Graeme Newell

The Boomerang Effect

Don’t eat bad food. It’s dangerous to eat laundry pods or inhale cinnamon. When others tell us we shouldn’t do something, we often respond with twisted, self-destructive behaviors. Our primary goal becomes rescuing our dignity and proving the other person wrong.

When we see others doing the wrong thing, too many of us try to pick a fight. We don’t attempt to PERSUADE, we CORRECT. In our mind, we’re doing them a favor. We’re educating them on the error of their ways, but brain science shows that this bull-in-a-china-shop, frontal approach has a powerful blowback – the BOOMERANG EFFECT. The slightest whiff of condescension evokes an intense backlash.
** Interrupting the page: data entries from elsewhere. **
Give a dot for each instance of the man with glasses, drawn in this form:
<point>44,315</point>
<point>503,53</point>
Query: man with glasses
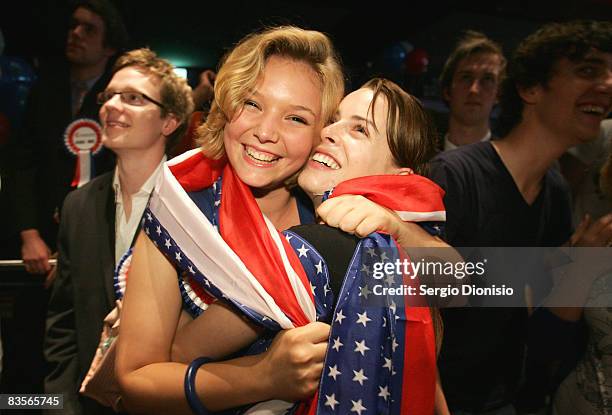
<point>143,112</point>
<point>62,106</point>
<point>469,82</point>
<point>45,165</point>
The key to changing another’s behavior isn’t to point out they are wrong, but to trigger their inborn longing to be smart and cool. One of the most powerful ways to do this is FOMO (fear of missing out) or as we call it in the brain science world, “SOCIAL PROOF.” Study after study shows that our inborn desire to ape the behavior of our tribe is one powerful motivator.

When researchers sent out fliers making the very rational case that recycling benefits the planet, they had limited uptake. But recycling skyrocketed when they simply changed the message to say, “Most of your neighbors are recycling. Would you like to give it a go too?”

Whether it’s at work or in your personal life, lay off the rational appeals. You’ll have much greater success if you start your appeal with “you don’t want to be left out do you?”